16 - 24B models with FP8 quantization
Hello Deepseek team,
Your models are greate. I wish I can try it locally, it's too big for me. I think most of people like me that want to try your models locally.
Could you please release smaller models, such as 16B, 24B with FP8 quantization? Because, like me, I can build a PC with 32G vRam, so 16-24B FP8 models are reasonable.
Many thanks.
I'm so active
It won't be any better than gemma 4 31b so why?
@Tikhonum Gemma 4 31b is unquestionably the best small model; easily outperforming Qwen3.5 across most tasks. However, Google deliberately crippled Gemma, so in theory DeepSeek could easily make a comparably sized model that's far more usable to the general population despite having slightly lower scores on standardized STEM-focused tests.
That is, Google's primary revenue stream comes from search/ads, which is why Gemini is the most generally capable AI model with the most broad knowledge (e.g. highest SimpleQA score). Because of this Google doesn't want local models to be generally capable, which would reduce online users, hence its profits. Consequently, Google deliberately designed Gemma to hallucinate like crazy when it comes to what most people in the general population care about.
This has nothing to do with Gemma 4's relatively small size (31b) since much smaller earlier models like Llama 3.1 8b, including Google's own Gemma 2 9b, have significantly more broad knowledge.
Anyways, by making a model good at coding, math, STEM, writing stories, and so on, but not good enough to justify the performance drop relative to the proprietary models (e.g. you're better off paying a few buck for a proprietary coding model then wasting hours fixing the sub-par coding of Gemma), and then making Gemma little more than a hallucination generator when it comes to what most people in the general population care about Google not only protects their business model, but pushes out potential competition from DeepSeek and others who can't match the performance in STEM focused domains without also crippling their general performance. So in the end there's a bunch of generally useless OS models.
Still, kudos to Google for releasing the best performing small OS model. But its release was strategic, not altruistic.
That sounds reasonable. But fortunately, Qwen appears as a king in the small open models, especially qwen3.6 recently.
I think general users will try many models to choose the best one.

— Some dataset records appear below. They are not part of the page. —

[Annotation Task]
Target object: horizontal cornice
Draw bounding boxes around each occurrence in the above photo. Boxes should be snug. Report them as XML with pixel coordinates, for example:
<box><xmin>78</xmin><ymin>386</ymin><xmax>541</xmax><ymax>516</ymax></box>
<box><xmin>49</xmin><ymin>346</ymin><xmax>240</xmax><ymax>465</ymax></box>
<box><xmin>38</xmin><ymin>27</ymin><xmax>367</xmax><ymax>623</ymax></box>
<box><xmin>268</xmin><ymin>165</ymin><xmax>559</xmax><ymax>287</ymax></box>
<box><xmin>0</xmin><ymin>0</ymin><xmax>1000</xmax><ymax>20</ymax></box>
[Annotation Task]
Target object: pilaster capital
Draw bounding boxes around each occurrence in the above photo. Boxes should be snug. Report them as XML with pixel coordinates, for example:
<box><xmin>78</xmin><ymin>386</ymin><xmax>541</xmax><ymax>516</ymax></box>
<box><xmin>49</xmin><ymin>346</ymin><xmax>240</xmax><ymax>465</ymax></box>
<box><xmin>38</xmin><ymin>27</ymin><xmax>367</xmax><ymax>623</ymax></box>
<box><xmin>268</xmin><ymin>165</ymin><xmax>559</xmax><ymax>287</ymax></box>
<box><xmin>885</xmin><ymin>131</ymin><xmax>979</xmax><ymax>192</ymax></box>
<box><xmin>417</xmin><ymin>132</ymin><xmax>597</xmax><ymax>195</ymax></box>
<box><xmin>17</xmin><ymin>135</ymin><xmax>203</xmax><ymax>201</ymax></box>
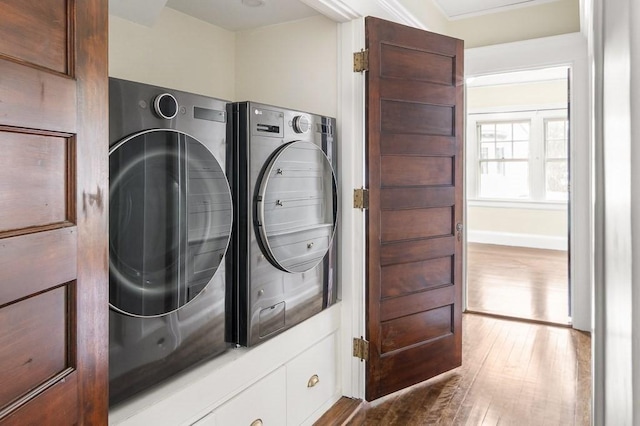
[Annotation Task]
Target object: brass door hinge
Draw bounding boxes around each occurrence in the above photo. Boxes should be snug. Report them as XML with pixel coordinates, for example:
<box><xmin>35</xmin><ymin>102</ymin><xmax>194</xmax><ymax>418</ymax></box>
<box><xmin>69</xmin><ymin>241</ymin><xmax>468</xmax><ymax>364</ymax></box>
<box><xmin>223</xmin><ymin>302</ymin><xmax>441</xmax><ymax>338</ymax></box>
<box><xmin>353</xmin><ymin>188</ymin><xmax>369</xmax><ymax>210</ymax></box>
<box><xmin>353</xmin><ymin>337</ymin><xmax>369</xmax><ymax>361</ymax></box>
<box><xmin>353</xmin><ymin>49</ymin><xmax>369</xmax><ymax>72</ymax></box>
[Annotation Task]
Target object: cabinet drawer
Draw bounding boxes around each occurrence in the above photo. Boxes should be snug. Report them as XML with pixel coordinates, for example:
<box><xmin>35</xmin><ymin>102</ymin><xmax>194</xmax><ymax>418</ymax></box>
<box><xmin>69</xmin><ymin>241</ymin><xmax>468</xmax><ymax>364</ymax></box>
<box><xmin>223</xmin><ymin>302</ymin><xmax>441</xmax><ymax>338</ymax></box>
<box><xmin>286</xmin><ymin>334</ymin><xmax>337</xmax><ymax>426</ymax></box>
<box><xmin>210</xmin><ymin>367</ymin><xmax>287</xmax><ymax>426</ymax></box>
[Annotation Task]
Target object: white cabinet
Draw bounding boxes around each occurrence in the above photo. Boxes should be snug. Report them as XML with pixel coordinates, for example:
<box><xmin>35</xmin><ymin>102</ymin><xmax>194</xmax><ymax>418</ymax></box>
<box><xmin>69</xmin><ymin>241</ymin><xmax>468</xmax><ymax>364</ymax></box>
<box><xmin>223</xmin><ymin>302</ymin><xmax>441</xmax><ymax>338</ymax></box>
<box><xmin>287</xmin><ymin>335</ymin><xmax>337</xmax><ymax>426</ymax></box>
<box><xmin>194</xmin><ymin>334</ymin><xmax>340</xmax><ymax>426</ymax></box>
<box><xmin>195</xmin><ymin>367</ymin><xmax>287</xmax><ymax>426</ymax></box>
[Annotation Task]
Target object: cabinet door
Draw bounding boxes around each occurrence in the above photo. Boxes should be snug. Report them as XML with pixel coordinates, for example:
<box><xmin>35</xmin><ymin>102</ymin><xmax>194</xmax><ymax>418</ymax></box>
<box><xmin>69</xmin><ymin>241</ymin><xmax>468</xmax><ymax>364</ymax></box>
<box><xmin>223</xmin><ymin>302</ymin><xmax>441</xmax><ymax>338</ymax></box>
<box><xmin>287</xmin><ymin>334</ymin><xmax>337</xmax><ymax>425</ymax></box>
<box><xmin>215</xmin><ymin>367</ymin><xmax>287</xmax><ymax>426</ymax></box>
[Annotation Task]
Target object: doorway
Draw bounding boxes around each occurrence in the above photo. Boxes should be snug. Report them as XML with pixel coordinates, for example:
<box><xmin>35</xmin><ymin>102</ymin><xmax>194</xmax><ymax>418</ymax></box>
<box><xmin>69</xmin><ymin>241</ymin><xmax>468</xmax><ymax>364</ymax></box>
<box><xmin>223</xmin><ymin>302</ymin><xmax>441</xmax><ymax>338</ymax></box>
<box><xmin>466</xmin><ymin>66</ymin><xmax>571</xmax><ymax>325</ymax></box>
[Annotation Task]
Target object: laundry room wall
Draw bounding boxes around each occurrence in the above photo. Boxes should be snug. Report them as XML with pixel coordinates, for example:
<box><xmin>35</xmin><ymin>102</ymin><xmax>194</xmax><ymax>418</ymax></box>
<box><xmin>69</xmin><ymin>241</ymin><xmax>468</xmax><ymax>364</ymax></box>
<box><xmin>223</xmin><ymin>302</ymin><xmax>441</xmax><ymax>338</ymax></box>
<box><xmin>236</xmin><ymin>16</ymin><xmax>338</xmax><ymax>117</ymax></box>
<box><xmin>109</xmin><ymin>7</ymin><xmax>236</xmax><ymax>100</ymax></box>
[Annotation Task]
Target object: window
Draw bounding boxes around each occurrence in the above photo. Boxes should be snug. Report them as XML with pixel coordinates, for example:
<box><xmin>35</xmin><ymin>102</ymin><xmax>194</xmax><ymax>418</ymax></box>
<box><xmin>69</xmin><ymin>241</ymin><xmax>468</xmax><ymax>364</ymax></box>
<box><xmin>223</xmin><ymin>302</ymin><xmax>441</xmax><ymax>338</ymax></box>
<box><xmin>467</xmin><ymin>108</ymin><xmax>569</xmax><ymax>202</ymax></box>
<box><xmin>478</xmin><ymin>121</ymin><xmax>530</xmax><ymax>199</ymax></box>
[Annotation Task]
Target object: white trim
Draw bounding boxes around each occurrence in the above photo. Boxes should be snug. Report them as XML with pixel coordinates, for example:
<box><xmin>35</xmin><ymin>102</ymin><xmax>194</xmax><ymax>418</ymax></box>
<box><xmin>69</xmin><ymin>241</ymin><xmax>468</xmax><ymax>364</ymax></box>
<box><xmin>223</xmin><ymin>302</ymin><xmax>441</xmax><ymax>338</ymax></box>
<box><xmin>378</xmin><ymin>0</ymin><xmax>427</xmax><ymax>30</ymax></box>
<box><xmin>300</xmin><ymin>0</ymin><xmax>361</xmax><ymax>22</ymax></box>
<box><xmin>467</xmin><ymin>230</ymin><xmax>568</xmax><ymax>251</ymax></box>
<box><xmin>465</xmin><ymin>33</ymin><xmax>594</xmax><ymax>331</ymax></box>
<box><xmin>435</xmin><ymin>0</ymin><xmax>558</xmax><ymax>21</ymax></box>
<box><xmin>332</xmin><ymin>0</ymin><xmax>425</xmax><ymax>399</ymax></box>
<box><xmin>337</xmin><ymin>18</ymin><xmax>365</xmax><ymax>398</ymax></box>
<box><xmin>467</xmin><ymin>104</ymin><xmax>567</xmax><ymax>115</ymax></box>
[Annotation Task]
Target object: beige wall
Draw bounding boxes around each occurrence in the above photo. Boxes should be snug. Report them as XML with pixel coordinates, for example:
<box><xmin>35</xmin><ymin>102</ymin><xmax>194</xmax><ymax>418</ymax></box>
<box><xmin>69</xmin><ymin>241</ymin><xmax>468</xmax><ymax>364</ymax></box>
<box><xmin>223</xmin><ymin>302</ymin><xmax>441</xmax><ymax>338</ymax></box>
<box><xmin>466</xmin><ymin>80</ymin><xmax>567</xmax><ymax>112</ymax></box>
<box><xmin>109</xmin><ymin>8</ymin><xmax>338</xmax><ymax>117</ymax></box>
<box><xmin>467</xmin><ymin>206</ymin><xmax>568</xmax><ymax>237</ymax></box>
<box><xmin>448</xmin><ymin>0</ymin><xmax>580</xmax><ymax>48</ymax></box>
<box><xmin>109</xmin><ymin>8</ymin><xmax>235</xmax><ymax>100</ymax></box>
<box><xmin>466</xmin><ymin>76</ymin><xmax>569</xmax><ymax>248</ymax></box>
<box><xmin>235</xmin><ymin>16</ymin><xmax>338</xmax><ymax>117</ymax></box>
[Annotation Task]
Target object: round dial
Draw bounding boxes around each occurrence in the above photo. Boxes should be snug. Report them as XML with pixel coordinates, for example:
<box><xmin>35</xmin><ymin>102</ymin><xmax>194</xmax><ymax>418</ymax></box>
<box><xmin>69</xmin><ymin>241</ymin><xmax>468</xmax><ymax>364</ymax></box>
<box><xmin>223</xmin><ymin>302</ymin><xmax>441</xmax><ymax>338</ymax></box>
<box><xmin>153</xmin><ymin>93</ymin><xmax>178</xmax><ymax>120</ymax></box>
<box><xmin>292</xmin><ymin>115</ymin><xmax>311</xmax><ymax>133</ymax></box>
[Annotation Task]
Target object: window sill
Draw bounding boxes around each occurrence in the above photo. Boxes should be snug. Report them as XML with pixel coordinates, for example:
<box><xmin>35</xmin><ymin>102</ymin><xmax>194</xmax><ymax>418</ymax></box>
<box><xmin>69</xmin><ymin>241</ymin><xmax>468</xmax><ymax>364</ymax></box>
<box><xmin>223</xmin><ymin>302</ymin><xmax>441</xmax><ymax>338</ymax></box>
<box><xmin>467</xmin><ymin>199</ymin><xmax>568</xmax><ymax>211</ymax></box>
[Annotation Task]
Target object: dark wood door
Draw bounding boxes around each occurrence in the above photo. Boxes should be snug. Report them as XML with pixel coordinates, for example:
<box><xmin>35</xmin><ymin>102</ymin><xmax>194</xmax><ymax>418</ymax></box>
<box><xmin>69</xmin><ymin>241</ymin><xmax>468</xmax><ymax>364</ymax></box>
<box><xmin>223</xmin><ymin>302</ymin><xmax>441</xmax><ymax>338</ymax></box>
<box><xmin>365</xmin><ymin>18</ymin><xmax>463</xmax><ymax>400</ymax></box>
<box><xmin>0</xmin><ymin>0</ymin><xmax>109</xmax><ymax>425</ymax></box>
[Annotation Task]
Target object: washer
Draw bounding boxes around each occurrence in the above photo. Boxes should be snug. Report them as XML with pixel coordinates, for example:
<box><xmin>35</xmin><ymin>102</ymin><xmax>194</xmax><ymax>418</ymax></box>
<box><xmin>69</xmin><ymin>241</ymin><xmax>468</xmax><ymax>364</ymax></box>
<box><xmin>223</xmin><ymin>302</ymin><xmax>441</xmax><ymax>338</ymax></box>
<box><xmin>109</xmin><ymin>78</ymin><xmax>233</xmax><ymax>405</ymax></box>
<box><xmin>227</xmin><ymin>102</ymin><xmax>338</xmax><ymax>346</ymax></box>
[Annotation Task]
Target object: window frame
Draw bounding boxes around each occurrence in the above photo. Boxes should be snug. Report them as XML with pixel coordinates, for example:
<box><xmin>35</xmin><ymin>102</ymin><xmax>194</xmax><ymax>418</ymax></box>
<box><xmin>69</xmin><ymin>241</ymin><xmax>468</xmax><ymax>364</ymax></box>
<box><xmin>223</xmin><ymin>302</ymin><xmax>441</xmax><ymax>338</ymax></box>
<box><xmin>466</xmin><ymin>104</ymin><xmax>571</xmax><ymax>209</ymax></box>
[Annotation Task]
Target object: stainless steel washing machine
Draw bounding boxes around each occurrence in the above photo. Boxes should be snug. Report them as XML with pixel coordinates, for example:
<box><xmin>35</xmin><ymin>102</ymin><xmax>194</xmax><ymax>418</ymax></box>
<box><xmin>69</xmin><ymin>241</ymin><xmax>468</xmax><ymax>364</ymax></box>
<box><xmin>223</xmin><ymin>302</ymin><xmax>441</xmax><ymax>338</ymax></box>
<box><xmin>227</xmin><ymin>102</ymin><xmax>338</xmax><ymax>346</ymax></box>
<box><xmin>109</xmin><ymin>78</ymin><xmax>233</xmax><ymax>404</ymax></box>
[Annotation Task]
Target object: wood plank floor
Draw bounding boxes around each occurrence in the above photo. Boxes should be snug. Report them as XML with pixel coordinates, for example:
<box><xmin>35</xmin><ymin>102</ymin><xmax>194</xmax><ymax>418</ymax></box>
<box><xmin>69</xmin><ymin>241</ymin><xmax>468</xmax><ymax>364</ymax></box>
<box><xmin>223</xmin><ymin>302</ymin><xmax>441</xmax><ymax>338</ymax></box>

Gemma4 will be forgetten soon if it isn’t good as expected.
In fact, models from china are best in all categories, such as text, image, video, embedding, reranker,…. So, hope that Deepseek also help comunity with best models.
@Duonglv Models from China are NOT the best in all categories, and that's not my personal opinion.
For example, across the board on https://arena.ai Gemma 4 handily outperforms Qwen 3.5 in every tested category, and Qwen 3.6 wasn't even evaluated because it's the exact same model, just grossly overtrained for select domains, hence it performs generally worse than Qwen 3.5.
And in my testing even though Qwen 3.5 is a notably improvement over Qwen 3, Gemma 4 easily outperforms it in virtually every category. Plus professional institutions using exhaustive and complex hidden tests came to the same conclusions as LMsys and myself. For example, The Center for AI Standards and Innovation (CAISI) found DeepSeek v4 is the most powerful Chinese model, but is still well behind the latest models from OpenAI and Anthropic.
For the life of me I can't figure out the fanboy obsession the coding obsessed early adopting community has for Qwen models. Even when a clearly superior model family is released (Gemma 4) they still claim the infinite looping, token burning, and mistake prone Qwen 3.5 family is better.